The unhelpful academic/non-academic distinction

I’ve learned a lot in the 4 years since I started grad school, like how to analyze data in R, where to get the best food in San Diego, and how to file taxes (sort of). But one of the most surprising things I’ve learned is that there are two types of PhD holders — those who work in academia, and the others (people who pursue careers labeled as non-academic or alternative [to my knowledge, there’s no systematic difference in the way these terms are used]).

When you’re in academia, being part of the others is generally undesirable. Jacquelyn Gill described one pervasive mindset, that academics say “to the general public, ‘we want you to value us and our work, and be informed citizens, but we don’t want to walk amongst you– we are not you.'”

A lot of people ascribe to this strong categorical distinction between PhD holders “in” and “outside” the academy. But it’s a puzzling way to think about careers one might have with a PhD.

Talking about careers as either academic or non-academic suggests that those two are mutually exclusive, maybe even opposites in meaningful ways. But actually, whether PhDs are academics or non-academics, there are a lot of similarities in what their careers often entail: applying analytical and research skills to solving new problems, collaborating with others, reading, writing, teaching, and presenting. On the other hand, the only true difference between PhD-holding academics and non-academics (that I can think of) is whether their paycheck comes from a university or other organization (and even here there’s some flexibility). Is that difference really a meaningful one? One that warrants constantly separating PhDs into two distinct categories?

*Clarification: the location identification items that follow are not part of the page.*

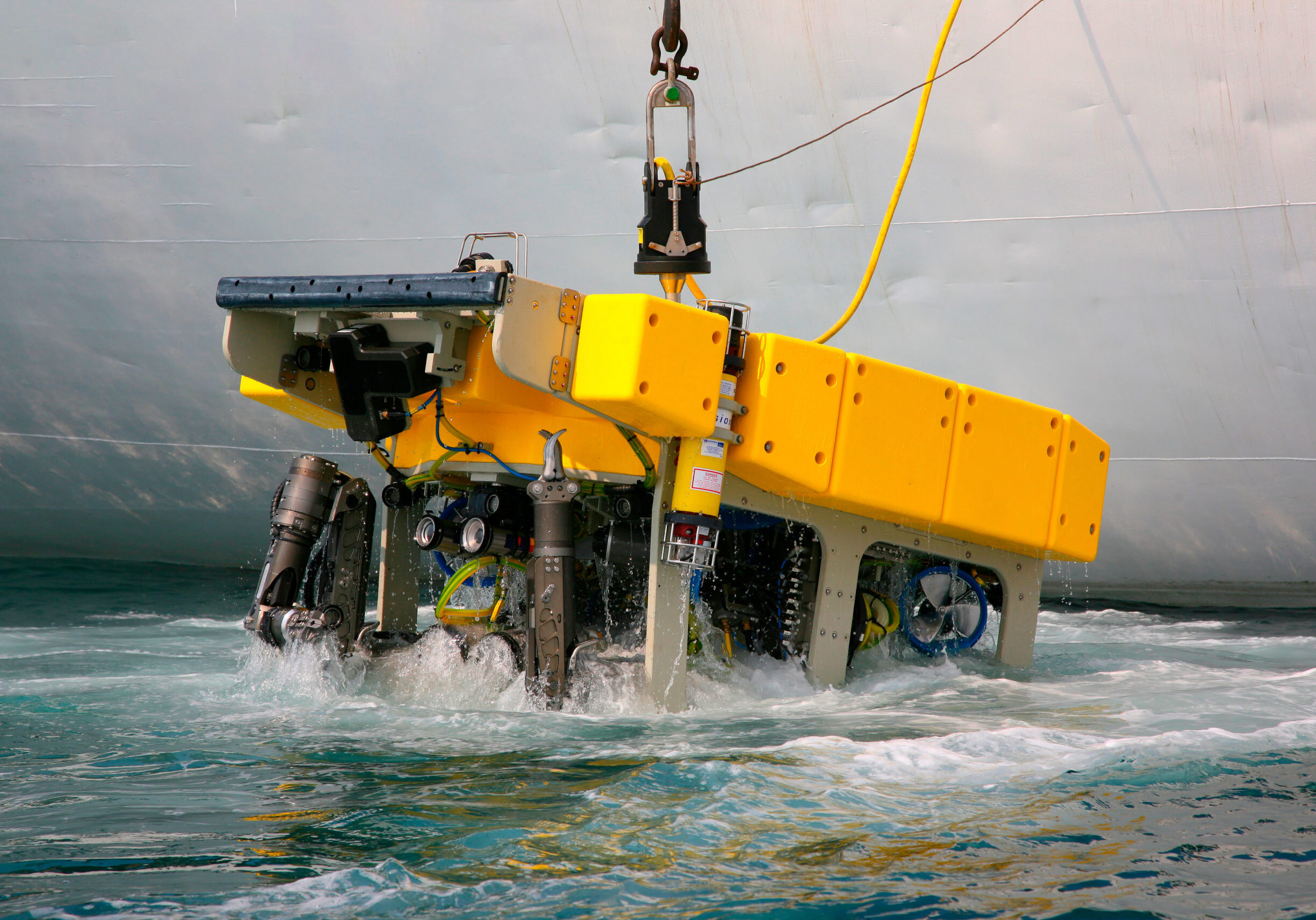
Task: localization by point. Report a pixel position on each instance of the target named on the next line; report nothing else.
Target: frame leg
(667, 618)
(399, 572)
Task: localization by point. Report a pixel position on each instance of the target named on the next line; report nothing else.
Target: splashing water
(156, 763)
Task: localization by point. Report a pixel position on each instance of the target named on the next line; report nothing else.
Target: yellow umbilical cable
(900, 181)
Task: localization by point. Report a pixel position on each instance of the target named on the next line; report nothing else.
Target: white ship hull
(1112, 212)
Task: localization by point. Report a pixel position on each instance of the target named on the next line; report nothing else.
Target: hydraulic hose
(900, 181)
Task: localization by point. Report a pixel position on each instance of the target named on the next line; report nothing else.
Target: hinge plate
(569, 310)
(288, 371)
(561, 373)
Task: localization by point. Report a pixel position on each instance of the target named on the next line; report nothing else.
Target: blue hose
(439, 436)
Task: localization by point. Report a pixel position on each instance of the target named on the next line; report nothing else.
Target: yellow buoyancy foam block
(651, 364)
(893, 442)
(506, 416)
(793, 391)
(1076, 525)
(286, 402)
(1002, 477)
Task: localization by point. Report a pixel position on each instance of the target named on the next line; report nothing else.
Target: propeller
(931, 618)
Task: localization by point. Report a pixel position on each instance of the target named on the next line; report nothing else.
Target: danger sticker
(706, 481)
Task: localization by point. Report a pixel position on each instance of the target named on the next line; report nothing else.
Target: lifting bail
(673, 236)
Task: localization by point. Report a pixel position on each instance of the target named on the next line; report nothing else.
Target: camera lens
(476, 536)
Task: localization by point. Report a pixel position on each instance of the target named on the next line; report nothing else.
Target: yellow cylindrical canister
(702, 465)
(700, 471)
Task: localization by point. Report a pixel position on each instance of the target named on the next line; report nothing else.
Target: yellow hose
(694, 289)
(900, 179)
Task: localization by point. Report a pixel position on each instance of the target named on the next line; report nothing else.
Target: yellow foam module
(651, 364)
(893, 442)
(290, 404)
(1002, 475)
(1076, 525)
(793, 390)
(506, 416)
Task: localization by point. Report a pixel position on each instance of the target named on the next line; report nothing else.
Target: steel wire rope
(881, 106)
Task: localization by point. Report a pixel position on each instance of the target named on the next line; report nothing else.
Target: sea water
(157, 763)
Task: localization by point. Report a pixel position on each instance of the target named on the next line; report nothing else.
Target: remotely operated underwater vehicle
(632, 456)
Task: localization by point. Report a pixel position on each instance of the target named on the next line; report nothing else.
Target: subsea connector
(690, 539)
(691, 528)
(673, 236)
(550, 577)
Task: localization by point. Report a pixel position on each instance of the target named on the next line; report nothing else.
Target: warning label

I also suspect that referring to non-academic or alternative careers turns many graduate students off of exploring those paths. If you had to choose to have either coffee or alternative coffee, what would you choose?! What if the alternative option was rebranded, maybe as a mocha or green tea? Under a new label, the option likely becomes more appealing for some people, and it definitely becomes more informative. Defining a massive suite of careers simply by what they are not is not very helpful.

Then why are so many careers referred to alternative or lumped together as non-academic?

In the not-too-distant past, receiving a PhD and embarking on a career that wasn’t traditionally academic was much rarer than it is today. There were fewer people graduating with PhDs than there are today, and there were almost as many academic jobs available as there were new PhDs, so remaining in academia was much more common. Now there are fewer available academic faculty jobs relative to graduates, and an exploding number of ways to apply PhD skills outside the academy.

Schillebeeckx-et-al-2013.jpg
Figure from The missing piece to changing the university culture, (2013). Maximiliaan Schillebeeckx, Brett Maricque & Cory Lewis. Nature Biotechnology 31, 938–941 doi:10.1038/nbt.2706

If we want to have meaningful discussions about PhD holders’ careers, we need to go beyond an academic/non-academic dichotomy.

Luckily, many people and groups are already raising awareness of the vast space of possibilities for PhD holders. For example, I’ve enjoyed following #withaphd discussions on Twitter, since they’re often initiated by PhD holders with jobs that help me realize there’s no end to the creative, impactful, and innovative work PhDs can do throughout their careers. I also participated in a Questioning Career Transition Group (though I do think the word “transitioning” reinforces the distinction I don’t love) at my university. In the group, we were guided through the process of introspecting on our values and goals for our careers, and to translate those into concrete career-related steps. I’ve also found the book So what are you going to do with that? to have great resources and anecdotes for PhD students thinking about post-defense possibilities.

These resources are helpful for raising awareness of the vast world that we often lump into the non-academic or alternative categories. I’m glad they exist. But I think we can and should go further to be more conscientious of our tendencies to juxtapose academic work and everything else, and the way this distinction might hinder career possibilities for grad students and PhDs.